Another Brazen Challenge to the Federal Govt's Insane Marijuana Laws, From a Most Unlikely Place
Puerto Rican Gov. Alejandro Garcia Padilla Sunday signed an executive order legalizing medical marijuana. The move comes after years of discussion in the US island territory.
Under the order, the Puerto Rico Health Department is enabled to authorize the use of marijuana and its derivatives for health reasons. The order directs the secretary of health to produce a report laying out rules and regulations for the new system within 90 days.
"We're taking a significant step in the area of health that is fundamental to our development and quality of life," Gov. Garcia said in a statement. "I am sure that many patients will receive appropriate treatment that will offer them new hope."

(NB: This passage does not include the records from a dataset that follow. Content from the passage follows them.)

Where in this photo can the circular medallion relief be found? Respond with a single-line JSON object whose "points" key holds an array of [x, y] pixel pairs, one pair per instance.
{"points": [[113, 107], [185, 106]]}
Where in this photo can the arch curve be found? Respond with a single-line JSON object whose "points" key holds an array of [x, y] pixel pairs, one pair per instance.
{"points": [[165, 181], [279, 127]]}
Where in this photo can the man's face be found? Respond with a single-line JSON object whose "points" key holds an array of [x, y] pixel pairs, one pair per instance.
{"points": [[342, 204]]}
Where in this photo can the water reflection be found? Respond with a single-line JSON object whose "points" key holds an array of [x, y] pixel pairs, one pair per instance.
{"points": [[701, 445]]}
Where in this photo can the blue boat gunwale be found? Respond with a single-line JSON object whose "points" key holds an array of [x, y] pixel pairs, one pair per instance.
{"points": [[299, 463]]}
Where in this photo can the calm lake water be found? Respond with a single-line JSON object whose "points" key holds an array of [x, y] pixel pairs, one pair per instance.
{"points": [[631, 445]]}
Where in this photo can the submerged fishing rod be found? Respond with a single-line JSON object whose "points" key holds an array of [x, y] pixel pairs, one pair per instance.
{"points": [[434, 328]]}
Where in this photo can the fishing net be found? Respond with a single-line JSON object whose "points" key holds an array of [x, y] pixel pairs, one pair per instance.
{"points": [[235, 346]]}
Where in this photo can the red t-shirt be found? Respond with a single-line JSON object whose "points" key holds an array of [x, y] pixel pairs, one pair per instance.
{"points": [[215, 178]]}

The Puerto Rican legislature debated medical marijuana in 2013, but a final vote on that bill was never taken, and the issue was stalled until Garcia Padilla acted. He has the support of many, if not all, legislators.
"It's a step in the right direction. One of the benefits that patients say they receive the most is pain relief," said Jaime Perello, president of the Puerto Rican House of Representatives in remarks reported by the Associated Press.
Not everyone was on board, though.
Garcia Padilla's order leaves the island's drug laws in "judicial limbo," warned opposition legislator Jennifer Gonzalez.
But the Drug Policy Alliance liked what it was seeing.
"Gov. Garcia’s executive order is exactly what was needed," said DPA executive director Ethan Nadelmann. "It was the right and legal thing to do given both the absence of a ballot initiative process in Puerto Rico and the inability of the legislature to pass needed legislation."
"Gov. Garcia’s action is a compassionate move, and demonstrates a regard for scientific evidence," says DPA Americas policy manager Hannah Hetzer. "This will alleviate the unnecessary suffering of thousands of patients in Puerto Rico, while also generating revenue and much-needed employment."
Puerto Rico becomes the second US territory to legalize medical marijuana, after Guam. Some 23 states and the District of Columbia have also legalized it, and the federal government has signaled it is not going to interfere.
It also becomes the second Caribbean entity to legalize it, after Jamaica. In Latin America, it is also legal in Uruguay, which has legalized recreational as well, and medical marijuana crops are being grown in Chile with government approval.